At least at the beginning of the year, since the minimum contribution bases are linked by law to the minimum interprofessional salary that , after the internal tug of war experienced within the coalition government, it has remained unchanged for this year.
But the intention of the Minister of Labor, Yolanda Díaz, is to continue negotiating, to try to reach an agreement with unions and employers to raise this minimum wage at some point in 2021. If Díaz succeeds, the minimum contribution bases should rise from automatically in the same proportion as the SMI,
That said, both the amounts of the bases and the contribution rates will be, as of January 1, the same as at present. Thus, in the General Scheme for wage earners –to which more than eight out of ten members belong–, the minimum contribution base will continue to be 1,108.33 euros per month, for the lower groups of the system. Although this amount rises to 1,547 euros, for the minimum Group 1 contribution base (see graph).

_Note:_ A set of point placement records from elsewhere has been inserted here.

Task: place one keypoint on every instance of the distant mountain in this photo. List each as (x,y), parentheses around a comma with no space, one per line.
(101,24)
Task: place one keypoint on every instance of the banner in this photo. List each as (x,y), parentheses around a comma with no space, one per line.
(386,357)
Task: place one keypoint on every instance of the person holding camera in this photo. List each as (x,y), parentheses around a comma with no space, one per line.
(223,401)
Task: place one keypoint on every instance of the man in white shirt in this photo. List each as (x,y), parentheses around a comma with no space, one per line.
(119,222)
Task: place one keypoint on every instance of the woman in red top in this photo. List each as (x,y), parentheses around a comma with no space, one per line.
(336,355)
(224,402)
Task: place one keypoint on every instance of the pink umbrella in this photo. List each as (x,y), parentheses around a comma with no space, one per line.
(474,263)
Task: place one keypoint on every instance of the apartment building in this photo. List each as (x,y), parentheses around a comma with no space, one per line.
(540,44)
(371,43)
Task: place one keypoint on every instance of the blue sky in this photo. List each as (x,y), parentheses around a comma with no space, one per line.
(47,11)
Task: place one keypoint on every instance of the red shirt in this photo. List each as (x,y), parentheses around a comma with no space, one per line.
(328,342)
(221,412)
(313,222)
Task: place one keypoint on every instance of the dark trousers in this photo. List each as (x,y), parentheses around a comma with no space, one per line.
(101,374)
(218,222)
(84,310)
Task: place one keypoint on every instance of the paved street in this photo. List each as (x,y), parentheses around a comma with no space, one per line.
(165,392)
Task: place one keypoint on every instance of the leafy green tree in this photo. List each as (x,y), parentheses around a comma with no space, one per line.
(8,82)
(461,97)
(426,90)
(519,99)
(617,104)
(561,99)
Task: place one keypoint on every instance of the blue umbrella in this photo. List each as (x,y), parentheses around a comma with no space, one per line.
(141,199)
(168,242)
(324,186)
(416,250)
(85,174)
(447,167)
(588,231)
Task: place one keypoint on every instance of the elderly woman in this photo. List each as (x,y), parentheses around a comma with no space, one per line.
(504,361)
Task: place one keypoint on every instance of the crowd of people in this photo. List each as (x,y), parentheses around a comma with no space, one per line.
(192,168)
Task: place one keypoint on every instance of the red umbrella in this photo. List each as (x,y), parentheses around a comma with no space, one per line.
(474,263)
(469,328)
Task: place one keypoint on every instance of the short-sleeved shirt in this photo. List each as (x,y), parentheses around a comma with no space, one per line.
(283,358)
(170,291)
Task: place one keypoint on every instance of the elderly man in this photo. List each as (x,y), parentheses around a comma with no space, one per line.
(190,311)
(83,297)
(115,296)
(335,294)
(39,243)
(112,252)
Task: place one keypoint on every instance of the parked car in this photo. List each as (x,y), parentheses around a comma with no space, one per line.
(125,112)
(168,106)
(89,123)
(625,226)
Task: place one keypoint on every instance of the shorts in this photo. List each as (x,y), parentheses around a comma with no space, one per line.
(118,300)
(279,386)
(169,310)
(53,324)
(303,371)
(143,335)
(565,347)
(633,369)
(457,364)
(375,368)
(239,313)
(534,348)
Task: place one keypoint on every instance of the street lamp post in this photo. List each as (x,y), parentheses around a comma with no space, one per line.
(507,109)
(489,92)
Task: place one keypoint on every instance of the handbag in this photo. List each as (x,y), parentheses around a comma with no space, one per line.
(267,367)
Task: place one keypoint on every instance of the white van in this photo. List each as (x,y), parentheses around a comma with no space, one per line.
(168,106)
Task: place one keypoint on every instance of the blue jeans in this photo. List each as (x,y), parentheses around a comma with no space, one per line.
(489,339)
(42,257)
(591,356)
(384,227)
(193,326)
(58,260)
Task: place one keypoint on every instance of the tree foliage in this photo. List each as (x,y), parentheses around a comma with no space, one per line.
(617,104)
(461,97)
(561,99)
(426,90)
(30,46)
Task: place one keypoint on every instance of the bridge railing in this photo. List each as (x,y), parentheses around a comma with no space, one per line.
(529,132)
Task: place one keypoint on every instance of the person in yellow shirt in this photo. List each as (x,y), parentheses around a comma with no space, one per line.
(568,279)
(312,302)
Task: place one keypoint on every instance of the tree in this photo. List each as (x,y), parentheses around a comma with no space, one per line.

Likewise, the maximum base that applies to the highest salaries – and for which around 14% of affiliates contribute – will continue to be set at 4,070.10 euros in 2021.
Those who foreseeably will raise the contribution rates this year and, therefore, will pay more to Social Security, is the group of self-employed workers. According to a 2018 agreement between their representatives and the Government, the rates of contribution for cessation of activity would go from 0.7% in 2019, to 0.8% in 2020 and 0.9% in 2021. rates for professional contingencies would increase from 0.9% in 2019 to 1.1% in 2020 and 1.3% in 2021.
However, due to the pandemic, Social Security did not apply the 2020 hike until last October. That month, the rise of three tenths placed the total contribution rate at 30.3%, with which the minimum installment increased by three euros to 286.15 euros per month, while the maximum did so to 1,233 euros, 12 more per month.
Now, according to official information handled by the association of self-employed ATA, Social Security will reapply the 2021 rise from January (another three tenths) with which the quotas will increase again between 3 and 12 euros per month. And, in addition, this year it will charge them the arrears of between 22 and 98 euros, for not having applied the 2020 increase until last October.